Special Issue: Ecology and Global Changes

• Bioenergy Plants •     Next Articles

Assessment of Genetic Variation Within Indian Mustard (Brassica juncea) Germplasm Using Random Amplified Polymorphic DNA Markers

Muhammad Ayub Khan, Malik Ashiq Rabbani, Muhammad Munir, Saifullah Khan Ajmal and Muhammad Azim Malik   

  • Received:2007-03-16 Accepted:2007-04-04

Abstract: Genetic diversity among 45 Indian mustard (Brassica juncea L.) genotypes comprising 37 germplasm collections, five advance breeding lines and three improved cultivars was investigated at the DNA level using the random amplified polymorphic DNA (RAPD) technique. Fifteen primers used generated a total of 92 RAPD fragments, of which 81 (88%) were polymorphic. Of these, 13 were unique to accession ‘Pak85559’. Each primer produced four to nine amplified products with an average of 6.13 bands per primer. Based on pairwise comparisons of RAPD amplification products, Nei and Li's similarity coefficients were calculated to evaluate the relationships among the accessions.
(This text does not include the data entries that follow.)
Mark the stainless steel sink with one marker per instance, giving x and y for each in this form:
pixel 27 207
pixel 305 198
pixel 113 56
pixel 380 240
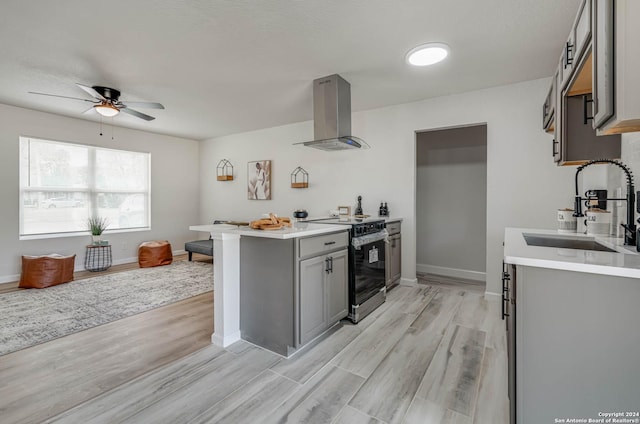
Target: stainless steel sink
pixel 565 242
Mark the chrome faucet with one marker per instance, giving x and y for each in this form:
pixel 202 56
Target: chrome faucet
pixel 630 230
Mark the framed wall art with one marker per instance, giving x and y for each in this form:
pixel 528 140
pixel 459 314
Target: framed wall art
pixel 259 180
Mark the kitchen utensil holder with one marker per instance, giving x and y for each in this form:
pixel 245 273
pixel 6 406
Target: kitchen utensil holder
pixel 299 178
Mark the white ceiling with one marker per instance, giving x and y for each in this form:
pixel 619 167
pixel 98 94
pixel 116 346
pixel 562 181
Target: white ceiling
pixel 223 67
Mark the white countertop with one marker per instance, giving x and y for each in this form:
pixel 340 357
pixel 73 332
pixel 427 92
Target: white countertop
pixel 299 229
pixel 625 262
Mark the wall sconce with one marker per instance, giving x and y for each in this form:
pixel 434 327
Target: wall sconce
pixel 225 170
pixel 299 178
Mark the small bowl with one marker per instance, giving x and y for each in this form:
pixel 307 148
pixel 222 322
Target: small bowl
pixel 300 213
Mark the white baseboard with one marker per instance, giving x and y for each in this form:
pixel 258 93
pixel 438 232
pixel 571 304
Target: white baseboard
pixel 492 296
pixel 452 272
pixel 409 281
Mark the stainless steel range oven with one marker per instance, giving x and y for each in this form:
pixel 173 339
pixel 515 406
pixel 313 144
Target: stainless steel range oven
pixel 367 281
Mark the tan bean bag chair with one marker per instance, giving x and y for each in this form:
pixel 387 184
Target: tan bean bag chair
pixel 39 272
pixel 154 253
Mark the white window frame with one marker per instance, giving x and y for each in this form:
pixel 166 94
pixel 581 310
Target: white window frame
pixel 91 191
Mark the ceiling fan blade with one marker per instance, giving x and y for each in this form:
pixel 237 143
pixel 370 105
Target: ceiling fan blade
pixel 64 97
pixel 148 105
pixel 137 114
pixel 92 92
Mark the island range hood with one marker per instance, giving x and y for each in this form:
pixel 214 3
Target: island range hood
pixel 332 116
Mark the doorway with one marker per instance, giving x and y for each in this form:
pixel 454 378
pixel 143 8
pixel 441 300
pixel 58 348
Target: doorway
pixel 451 202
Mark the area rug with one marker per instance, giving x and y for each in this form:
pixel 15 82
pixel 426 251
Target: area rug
pixel 30 317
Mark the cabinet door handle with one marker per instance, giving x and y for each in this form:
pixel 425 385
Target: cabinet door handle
pixel 568 55
pixel 585 110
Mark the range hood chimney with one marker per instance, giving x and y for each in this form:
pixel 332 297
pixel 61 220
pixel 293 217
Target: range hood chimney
pixel 332 115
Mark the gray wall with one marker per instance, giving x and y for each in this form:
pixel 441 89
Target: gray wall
pixel 451 202
pixel 175 186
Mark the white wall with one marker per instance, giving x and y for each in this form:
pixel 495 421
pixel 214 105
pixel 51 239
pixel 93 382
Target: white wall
pixel 631 157
pixel 175 187
pixel 524 187
pixel 451 202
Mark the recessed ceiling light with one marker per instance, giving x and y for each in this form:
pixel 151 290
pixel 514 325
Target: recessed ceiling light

Pairwise similarity indices were higher among the oilseed accessions and cultivars showing narrow ranges of 0.77–0.99. An unweighted pair-group method with arithmetic averages cluster analysis based on these genetic similarities placed most of the collections and oilseed cultivars close to each other, showing a low level of polymorphism between the accessions used. However, the clusters formed by oilseed collections and cultivars were comparatively distinct from that of advanced breeding lines. Genetically, all of the accessions were classified into a few major groups and a number of individual accessions. Advanced breeding lines were relatively divergent from the rest of the accessions and formed independent clusters. Clustering of the accessions did not show any pattern of association between the RAPD markers and the collection sites. A low level of genetic variability of oilseed mustard was attributed to the selection for similar traits and horticultural uses. Perhaps close parentage of these accessions further contributed towards their little diversity. The study demonstrated that RAPD is a simple and fast technique to compare the genetic relationship and pattern of variation among the gene pool of this crop.

Key words: Brassica juncea, genetic diversity, germplasm, oilseed mustard, Pakistan, random amplified polymorphic DNA.